Spending sufficient time to create a comprehensive pitch deck and formulating a business plan is essential. Before funding starts, you must conduct several meetings to comprehensively analyze the business plan and finalize the terms and conditions. Venture capitalists also need so much time to do their research in order to make a conclusion.

  • High ROI

Venture capitalists who need a high return on investment quickly can cause pressure that will ultimately impact your decision-making process.

  • Incremental Funding

In order to make sure that you are progressing as planned and using funds properly, most venture capitalists will ask that you achieve particular business goals before paying further rounds of funding.

  • Undervaluation

Some VCs may sell their equity stakes and pressure you to exit. Several solutions can help to fix this kind of situation.

 

How to Determine if a VC is a Suitable Fit for your Business?

It has no matter what type of business you run; you need venture capital for your startup or business. Getting venture capital could be dangerous if your business needs a heavy investment like a skilled sales team or manufacturing facilities.
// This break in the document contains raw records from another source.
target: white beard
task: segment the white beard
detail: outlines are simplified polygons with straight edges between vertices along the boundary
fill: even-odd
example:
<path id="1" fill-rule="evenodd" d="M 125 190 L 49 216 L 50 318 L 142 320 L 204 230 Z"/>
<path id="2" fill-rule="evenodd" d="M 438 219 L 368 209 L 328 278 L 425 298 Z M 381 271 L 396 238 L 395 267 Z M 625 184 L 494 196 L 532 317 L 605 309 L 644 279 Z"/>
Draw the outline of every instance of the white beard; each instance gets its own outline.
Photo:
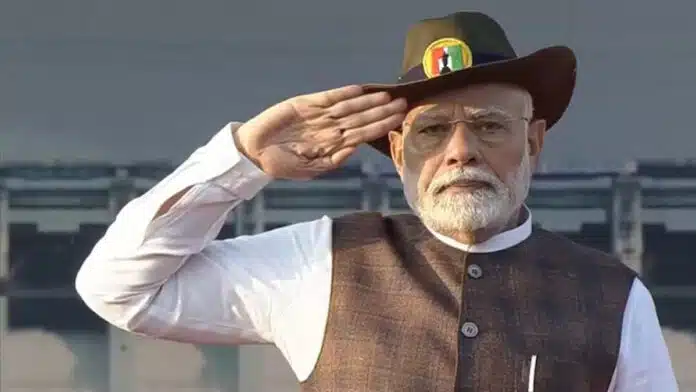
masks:
<path id="1" fill-rule="evenodd" d="M 525 151 L 519 167 L 505 182 L 491 171 L 465 167 L 436 177 L 415 203 L 409 195 L 406 198 L 431 230 L 442 234 L 467 233 L 504 224 L 512 218 L 529 194 L 531 179 L 529 151 Z M 408 181 L 408 178 L 404 177 L 404 181 Z M 439 193 L 458 181 L 484 182 L 492 189 L 458 194 Z"/>

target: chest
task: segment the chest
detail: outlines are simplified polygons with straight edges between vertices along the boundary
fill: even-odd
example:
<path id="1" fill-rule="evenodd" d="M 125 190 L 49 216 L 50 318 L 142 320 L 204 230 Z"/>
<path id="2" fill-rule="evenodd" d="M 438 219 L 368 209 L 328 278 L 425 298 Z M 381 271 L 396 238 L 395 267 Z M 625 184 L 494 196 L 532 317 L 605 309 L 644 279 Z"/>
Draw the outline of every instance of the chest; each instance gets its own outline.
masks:
<path id="1" fill-rule="evenodd" d="M 613 370 L 615 350 L 592 323 L 601 290 L 582 274 L 543 260 L 527 268 L 481 255 L 429 257 L 351 266 L 334 281 L 325 368 L 352 369 L 352 380 L 381 390 L 528 391 L 531 381 L 536 392 L 606 391 L 611 371 L 603 369 Z"/>

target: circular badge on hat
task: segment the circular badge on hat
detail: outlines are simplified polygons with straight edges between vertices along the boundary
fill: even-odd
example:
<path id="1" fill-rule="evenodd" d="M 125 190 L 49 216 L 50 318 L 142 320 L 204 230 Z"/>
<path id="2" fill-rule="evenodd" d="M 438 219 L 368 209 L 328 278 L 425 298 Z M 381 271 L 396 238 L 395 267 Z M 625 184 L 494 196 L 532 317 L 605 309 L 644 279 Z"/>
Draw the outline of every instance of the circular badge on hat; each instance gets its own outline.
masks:
<path id="1" fill-rule="evenodd" d="M 428 78 L 471 67 L 471 48 L 456 38 L 441 38 L 425 49 L 423 70 Z"/>

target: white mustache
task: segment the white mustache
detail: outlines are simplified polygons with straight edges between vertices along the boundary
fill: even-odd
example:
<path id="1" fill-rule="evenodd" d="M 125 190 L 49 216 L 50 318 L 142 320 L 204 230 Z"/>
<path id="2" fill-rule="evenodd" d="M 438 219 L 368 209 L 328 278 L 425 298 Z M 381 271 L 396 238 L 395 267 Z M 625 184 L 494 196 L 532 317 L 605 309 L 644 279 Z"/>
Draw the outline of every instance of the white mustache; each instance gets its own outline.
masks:
<path id="1" fill-rule="evenodd" d="M 475 168 L 462 168 L 447 172 L 433 180 L 428 187 L 428 192 L 437 194 L 448 186 L 461 182 L 481 182 L 490 185 L 496 192 L 501 189 L 502 183 L 495 174 L 486 170 Z"/>

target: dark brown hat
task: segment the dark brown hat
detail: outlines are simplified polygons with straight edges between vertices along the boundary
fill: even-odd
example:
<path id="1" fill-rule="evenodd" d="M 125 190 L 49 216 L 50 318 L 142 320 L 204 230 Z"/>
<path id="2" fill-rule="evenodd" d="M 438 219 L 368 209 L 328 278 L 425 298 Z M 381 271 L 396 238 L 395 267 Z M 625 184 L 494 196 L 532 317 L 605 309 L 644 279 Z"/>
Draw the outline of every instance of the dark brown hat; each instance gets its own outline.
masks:
<path id="1" fill-rule="evenodd" d="M 409 104 L 474 84 L 502 83 L 527 90 L 534 117 L 551 128 L 570 104 L 575 87 L 576 59 L 566 46 L 551 46 L 518 57 L 505 31 L 490 16 L 457 12 L 425 19 L 410 28 L 396 84 L 370 84 L 368 92 L 388 91 Z M 390 155 L 389 140 L 371 143 Z"/>

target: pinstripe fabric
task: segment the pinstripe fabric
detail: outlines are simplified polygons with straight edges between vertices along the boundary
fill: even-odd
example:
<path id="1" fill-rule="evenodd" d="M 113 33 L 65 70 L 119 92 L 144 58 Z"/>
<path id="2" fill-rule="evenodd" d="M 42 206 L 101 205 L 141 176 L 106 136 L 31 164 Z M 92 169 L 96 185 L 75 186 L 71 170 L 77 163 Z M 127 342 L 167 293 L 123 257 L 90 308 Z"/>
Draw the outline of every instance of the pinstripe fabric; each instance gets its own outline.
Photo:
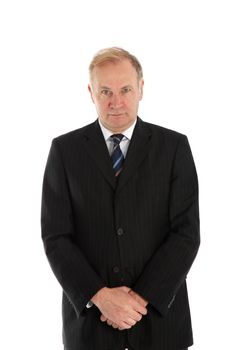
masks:
<path id="1" fill-rule="evenodd" d="M 134 350 L 192 345 L 186 276 L 200 238 L 186 136 L 138 118 L 117 181 L 98 122 L 55 138 L 41 226 L 63 289 L 68 350 L 119 350 L 126 341 Z M 121 285 L 149 301 L 147 315 L 128 331 L 114 330 L 99 321 L 95 306 L 85 307 L 100 288 Z"/>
However, some startups have achieved success without any Venture Capital funds. The following are the funding alternatives:

  1. Debt vehicles and commercial loans.
  2. Venture debt.
  3. Partnerships and licensing deals.

Several low-cost startups can start the business with the founder’s funding. You can easily identify if venture capital suits you based on these factors. Understanding how venture capital funding decisions can impact your business in both the short and long term is crucial. So, select the right Venture Capital that goes best with your business vision and mission.